Histological image analysis of the hematoxylin–eosin (HE)-stained tissues (wounds) of diverse groups of rats: (a) infected diabetic wound, (b) noninfected diabetic wound, (c) infected nondiabetic wound, and (d) noninfected nondiabetic wound. Border of the epidermis layer of the skin is represented as ED, blood vessels are indicated as BV, and fibroblasts are indicated as FB.
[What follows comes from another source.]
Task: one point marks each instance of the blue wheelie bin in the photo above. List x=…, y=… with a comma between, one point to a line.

SEM images of the control and the 4FPBA–Q complex are shown in Figure . Due to the functionality of phenyl boronic acid, the 4FPBA–Q complex is supposed to attach to P. aeruginosa and S. aureus covalently (Figure ). The 4FPBA–Q complex inhibits the growth of P. aeruginosa and S. aureus due to the presence of phenyl boronic acid and the capability of this compound for the covalent interactions with these pathogens. The establishment of colonies for both P. aeruginosa and S. aureus was inhibited by the 4FPBA–Q complex. According to SEM images, P. aeruginosa and S. aureus were completely demolished after incubation with the 4FPBA–Q complex for 3 h. Bacteria were completely wrapped or bacterial membrane rupture was observed, confirming the robust attachment of the 4FPBA–Q complex to their membranes (Figure ).[20]

Figure 6

Scanning electron microscopic (SEM) images of antimicrobial activity of the QB complex against different strains of bacteria. Images (a) and (c) represent P. aeruginosa and S. aureus before treatment, while (b) and (d) represent rupturing of the membrane of P. aeruginosa and reduction in the number of S. aureus colonies after treatment, respectively.

Conclusions

Complications of diabetic foot ulcers and resistance to the available antibiotics remain a challenge for pharmaceutical scientists. In the present research work, naturally occurring polyphenols and their complexes with the 4-FPBA (4FPBA–Q) showed a remarkable effect against Gram-positive as well as Gram-negative bacteria, which are involved in the diabetic foot ulcer. The formation of the 4FPBA–Q complex, its confirmation by FTIR and MS, reduction in the primary irritation index (PDII), antibacterial effect, diabetic foot wound healing, and SEM results showed the complete eradication of S. aureus. Re-epithelialization, fibroblasts, and angiogenesis in histopathological evaluations showed enhanced wound healing in diabetic rats after 10 days. The reported complex can be used not only for the treatment of diabetic foot ulcers but also can provide an alternative to the available resistant antibiotics.